I know that W. has a reputation of trying to build coalitions of concensus between groups who disagree. It's what he did in Texas, and what he is trying to do in Washington. But with the Saudis, we have to be so very careful. I fear we are just being their "enablers", enabling them to just continue on as they always have. That led to Bil Laden, and if it continues unchallenged, well, I would not like to see where that goes.
They can give the Bush family all the private assurances they want to, which they have been doing for years, but it's just not good enough anymore. They need to start making real changes, or lose our respect and experience diminising support from us.
Chas:
I wholeheartedly agree. To be honest I think Bush is too accomodating but if I were President it would be hard.
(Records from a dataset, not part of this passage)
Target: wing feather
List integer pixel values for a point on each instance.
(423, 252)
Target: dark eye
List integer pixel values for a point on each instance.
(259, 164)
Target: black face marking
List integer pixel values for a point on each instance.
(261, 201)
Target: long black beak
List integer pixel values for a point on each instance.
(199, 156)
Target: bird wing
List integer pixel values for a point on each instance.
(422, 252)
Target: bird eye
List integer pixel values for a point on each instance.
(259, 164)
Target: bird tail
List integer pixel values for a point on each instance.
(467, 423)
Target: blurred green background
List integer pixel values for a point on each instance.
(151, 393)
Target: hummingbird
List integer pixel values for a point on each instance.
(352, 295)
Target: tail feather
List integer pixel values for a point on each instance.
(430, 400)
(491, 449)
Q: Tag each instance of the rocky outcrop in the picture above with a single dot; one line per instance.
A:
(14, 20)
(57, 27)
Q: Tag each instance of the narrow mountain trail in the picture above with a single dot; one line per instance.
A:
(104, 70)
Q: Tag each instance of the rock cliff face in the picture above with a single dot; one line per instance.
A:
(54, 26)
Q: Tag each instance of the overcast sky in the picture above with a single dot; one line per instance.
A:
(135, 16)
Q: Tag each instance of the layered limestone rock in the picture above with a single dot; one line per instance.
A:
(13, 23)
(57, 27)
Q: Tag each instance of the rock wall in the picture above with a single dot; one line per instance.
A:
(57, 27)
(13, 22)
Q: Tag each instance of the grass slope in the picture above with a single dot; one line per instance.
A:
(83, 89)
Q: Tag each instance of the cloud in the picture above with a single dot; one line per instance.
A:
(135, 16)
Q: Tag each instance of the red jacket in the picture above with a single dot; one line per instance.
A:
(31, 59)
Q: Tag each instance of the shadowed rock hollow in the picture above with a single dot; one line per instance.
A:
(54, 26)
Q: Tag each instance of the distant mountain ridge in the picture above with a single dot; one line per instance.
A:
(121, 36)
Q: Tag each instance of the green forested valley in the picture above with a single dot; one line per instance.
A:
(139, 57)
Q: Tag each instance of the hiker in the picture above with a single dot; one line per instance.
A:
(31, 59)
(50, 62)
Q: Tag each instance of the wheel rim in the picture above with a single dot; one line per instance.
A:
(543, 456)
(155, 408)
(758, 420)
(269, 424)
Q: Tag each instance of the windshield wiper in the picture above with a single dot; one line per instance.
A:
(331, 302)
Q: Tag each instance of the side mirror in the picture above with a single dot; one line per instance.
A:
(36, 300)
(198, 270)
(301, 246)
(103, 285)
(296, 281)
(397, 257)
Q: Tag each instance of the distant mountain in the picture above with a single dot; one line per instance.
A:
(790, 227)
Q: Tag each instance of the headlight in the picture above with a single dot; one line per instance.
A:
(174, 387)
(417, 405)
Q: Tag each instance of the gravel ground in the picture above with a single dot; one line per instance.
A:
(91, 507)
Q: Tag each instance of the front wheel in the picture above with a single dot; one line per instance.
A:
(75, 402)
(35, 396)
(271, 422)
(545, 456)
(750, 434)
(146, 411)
Ann Coulter and you and I can criticize Muslims all we want without fear of consequences but with the President its a much different deal.
Love your blog. I'm adding you to my blogroll.
Tammy Bruce has been asked if she would run for political office. She said no, because a politician must make compromises, and she didn't think she could do it; that she could be more effective doing what she is doing, publishing and speaking, and hosting her radio talk show.
I understand that President Bush has to compromise (I admire him for it at times; it's an ability most of the Democrats seem to have forgotten). But those of us who are not elected officials can be more outspoken, and when any of our elected officials go too far in a bad direction, we need to speak up. And blogs are one good way to do that!
Thank you for the link, I've added you on my blogroll too.